Когда негры окончили свой концерт, Боб подошел к нам. По тому, как он обратился к Маттиа, я понял, что он очень любил моего товарища. Старый клоун стал бродячим музыкантом, потому что лишился работы в цирке. Он обрадовался Маттиа, как родному брату; это было видно по выражению его глаз. Но нам пришлось быстро расстаться: ему надо было уходить со своей труппой, а нам отправляться в другой квартал.

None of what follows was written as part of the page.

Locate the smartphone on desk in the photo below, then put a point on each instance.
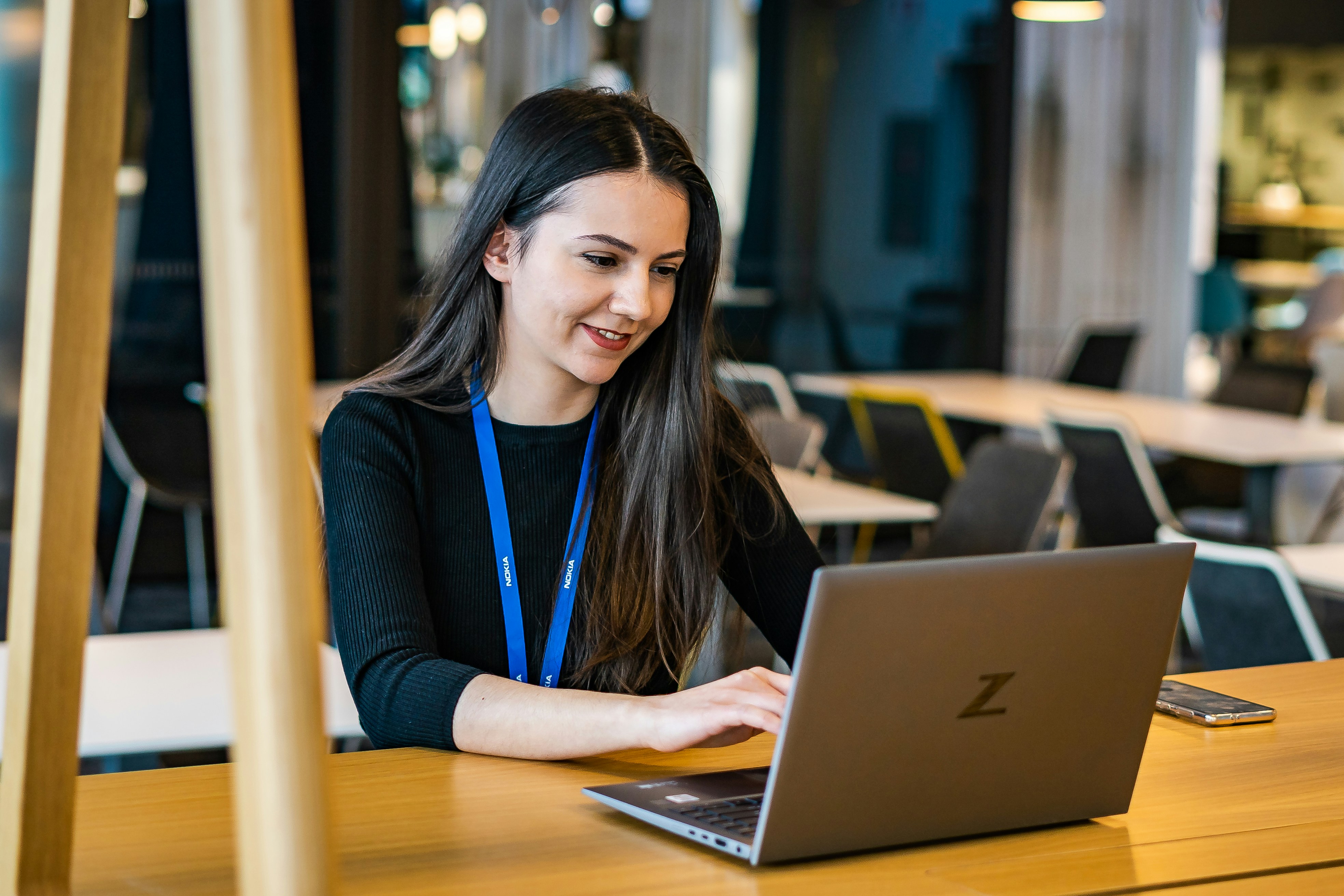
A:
(1209, 707)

Было решено встретиться в воскресенье, чтобы рассказать друг другу все, что делал каждый из них с тех пор, как они расстались. Из дружбы к Маттиа Боб выказал мне тоже много расположения, и мы скоро приобрели в нем друга, благодаря опыту и советам которого наша жизнь в Лондоне сделалась намного легче. Боб очень полюбил Капи и часто с завистью говорил, что будь у него такая собака, он нажил бы с ней состояние. Не раз предлагал он нам троим вернее, четверым – объединиться и работать вместе.
Так обстояли дела, когда подошли рождественские праздники.

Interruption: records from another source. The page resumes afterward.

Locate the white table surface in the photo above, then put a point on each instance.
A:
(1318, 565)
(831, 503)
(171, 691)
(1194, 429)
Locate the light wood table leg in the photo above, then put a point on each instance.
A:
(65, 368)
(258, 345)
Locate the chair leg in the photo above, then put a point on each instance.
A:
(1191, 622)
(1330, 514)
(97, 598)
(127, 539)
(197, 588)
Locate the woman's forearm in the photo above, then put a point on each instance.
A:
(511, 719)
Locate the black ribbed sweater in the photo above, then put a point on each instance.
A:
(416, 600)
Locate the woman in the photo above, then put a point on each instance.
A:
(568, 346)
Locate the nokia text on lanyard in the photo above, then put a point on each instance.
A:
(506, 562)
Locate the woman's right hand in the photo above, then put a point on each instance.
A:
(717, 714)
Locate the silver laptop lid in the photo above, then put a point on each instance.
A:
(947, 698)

Теперь вместо того, чтобы уходить из дому с утра, мы отправлялись в намеченные нами кварталы между восемью и девятью вечера.
Мы начинали обычно с тех улиц, где движение экипажей уже прекратилось. Ведь для того чтобы наша игра была услышана через закрытые двери и разбудила детей в их кроватках, необходима была полнейшая тишина. Позднее мы переходили на центральные улицы. Проезжали последние экипажи, развозившие людей из театров, и ночная тишина сменяла оглушительный дневной шум Тогда мы начинали играть свои самые любимые, самые трогательные песни. Окончив наше выступление, мы желали слушателям доброй ночи и веселого рождества, потом шли дальше и начинали играть снова.
Должно быть, очень приятно слушать музыку, лежа ночью в своей кровати, завернувшись в теплое одеяло. А нам надо было играть на улице, несмотря на то, что пальцы коченели от холода. Стояла туманная, сырая погода, порой северный ветер пронизывал нас до самых костей.
Время рождественских праздников было для нас очень тяжелым, однако мы не пропустили ни одной ночи. Мы знали, что детям богачей на рождество устраивают нарядные елки, дарят им богатые подарки и лакомства, а мы, жалкие бедняки, вынуждены были бродить по улицам и только в своем воображении представлять эти чудесные семейные празднества.
После праздников мы снова начали уходить на весь день, и возможность встретиться с Джеймсом Миллиганом стала маловероятной. Вся надежда была на воскресенье, поэтому по воскресеньям мы часто оставались дома, вместо того, чтобы идти гулять.
Мы терпеливо ждали.
Не объясняя, зачем ему это было нужно, Маттиа решил посоветоваться со своим другом Бобом, как узнать адрес госпожи Миллиган или адрес Джеймса Миллигана. На это Боб ответил, что надо знать, кто эта дама, а также чем занимается Джеймс Миллиган, так как фамилия Миллиган очень распространена не только в Лондоне, но и во всей Англии. Об этом мы не подумали. Для нас существовала только одна госпожа Миллиган – мать Артура, и один Джеймс Миллиган – его дядя.
Тогда Маттиа снова стал настаивать на возвращении во Францию, и наши споры возобновились.
– Значит, ты хочешь отказаться от намерения предупредить госпожу Миллиган? – говорил я ему.
– Конечно, нет, но ведь неизвестно, находится ли госпожа Миллиган в Англии.
– А почему ты думаешь, что она во Франции?
– Это всего вероятнее. Раз Артур снова был болен, мать, конечно, отвезла его в такую страну, где климат лучше.
– Не в одной только Франции хороший климат.